Abstract
Purpose :
Axon regenerative failure in the mature CNS contributes to functional deficits following traumatic injuries, ischemic injuries and neurodegenerative diseases. Although neuro-immune interactions modulate critical CNS functions, potential contributions of the classical complement cascade and myeloid cells to CNS axon regeneration or its failure are largely unknown.
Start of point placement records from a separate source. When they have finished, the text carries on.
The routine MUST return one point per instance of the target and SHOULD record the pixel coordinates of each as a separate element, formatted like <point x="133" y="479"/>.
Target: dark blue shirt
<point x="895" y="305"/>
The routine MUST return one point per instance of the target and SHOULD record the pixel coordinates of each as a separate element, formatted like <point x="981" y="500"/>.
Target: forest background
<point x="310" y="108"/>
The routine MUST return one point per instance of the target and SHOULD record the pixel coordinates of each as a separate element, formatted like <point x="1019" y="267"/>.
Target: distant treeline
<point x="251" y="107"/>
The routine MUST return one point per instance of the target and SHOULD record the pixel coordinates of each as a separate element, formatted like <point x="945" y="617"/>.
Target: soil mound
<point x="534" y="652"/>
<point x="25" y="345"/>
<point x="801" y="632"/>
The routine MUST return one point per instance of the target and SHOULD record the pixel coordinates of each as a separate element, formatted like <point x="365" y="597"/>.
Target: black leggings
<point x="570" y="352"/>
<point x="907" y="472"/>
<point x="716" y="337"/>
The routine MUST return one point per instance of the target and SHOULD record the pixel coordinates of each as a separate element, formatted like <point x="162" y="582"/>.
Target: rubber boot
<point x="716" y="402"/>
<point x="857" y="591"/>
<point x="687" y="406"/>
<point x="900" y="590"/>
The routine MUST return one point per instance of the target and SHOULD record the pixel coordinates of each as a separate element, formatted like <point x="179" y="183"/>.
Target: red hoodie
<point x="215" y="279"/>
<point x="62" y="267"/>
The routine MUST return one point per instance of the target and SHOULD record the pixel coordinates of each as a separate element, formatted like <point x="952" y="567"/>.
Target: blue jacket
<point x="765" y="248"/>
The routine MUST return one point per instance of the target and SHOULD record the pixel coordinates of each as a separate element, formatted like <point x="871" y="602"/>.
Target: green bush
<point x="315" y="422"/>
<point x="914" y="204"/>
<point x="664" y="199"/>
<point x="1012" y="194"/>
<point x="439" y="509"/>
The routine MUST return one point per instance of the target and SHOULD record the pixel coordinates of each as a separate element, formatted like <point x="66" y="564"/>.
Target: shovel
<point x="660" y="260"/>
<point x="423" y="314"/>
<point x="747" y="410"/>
Building on our recent finding that classical complement proteins C1q and C3 and CR3+ (CD11b+) myeloid cells each increase locally following experimental mouse optic nerve injury and are each required for retinal ganglion cell (RGC) axon regeneration, we tested the hypothesis that complement and phagocytic myeloid cells support RGC axon regeneration by altering the local environment of the injured optic nerve.
Methods :
We quantified RGC axon regeneration (GAP43 immunolabeled axons 0.5mm past the injury site) in adult mice 14 days after optic nerve crush plus intravitreal injection of pro-regenerative treatment (zymosan + CPT-cAMP) and localized (either intravitreal, intra-nerve, or intraperitoneal) injection of C1q function-blocking antibody or IgG control (N = 8-16/group). We characterized the local environment of the injured optic nerve with regard to inflammatory response and myelin debris in optic nerve sections collected 1, 5, 7 and 14 days after injury and immunolabeled for CR3, CD68, and myelin basic protein (MBP). We assessed MBP+ myelin debris levels 5 and 14 days after optic nerve injury in CR3-/- mice and CR3+/+ controls, both with and without pro-regenerative treatment (zinc chelation; N = 6-8/group).
Results :
Whereas intravitreal anti-C1q injection did not alter RGC axon regeneration, intra-nerve and intra-peritoneal injections of anti-C1q each decreased axon regeneration by ~50%. We observed an MBP-negative area that expanded from the injury site over time and that closely corresponded to a dense CR3+ and CD68+ myeloid cell area, as well as MBP localized inside these myeloid cells. CR3-/- mice exhibited a 3.3-fold increase in myelin debris remaining in the vicinity of the injury site compared to CR3+/+ controls.
Conclusions :
Our data demonstrate that classical complement proteins and myeloid cells act within the optic nerve to support RGC axon regeneration, primarily through phagocytic removal of growth-inhibitory myelin debris. These results point to the importance of the innate immune response for CNS repair.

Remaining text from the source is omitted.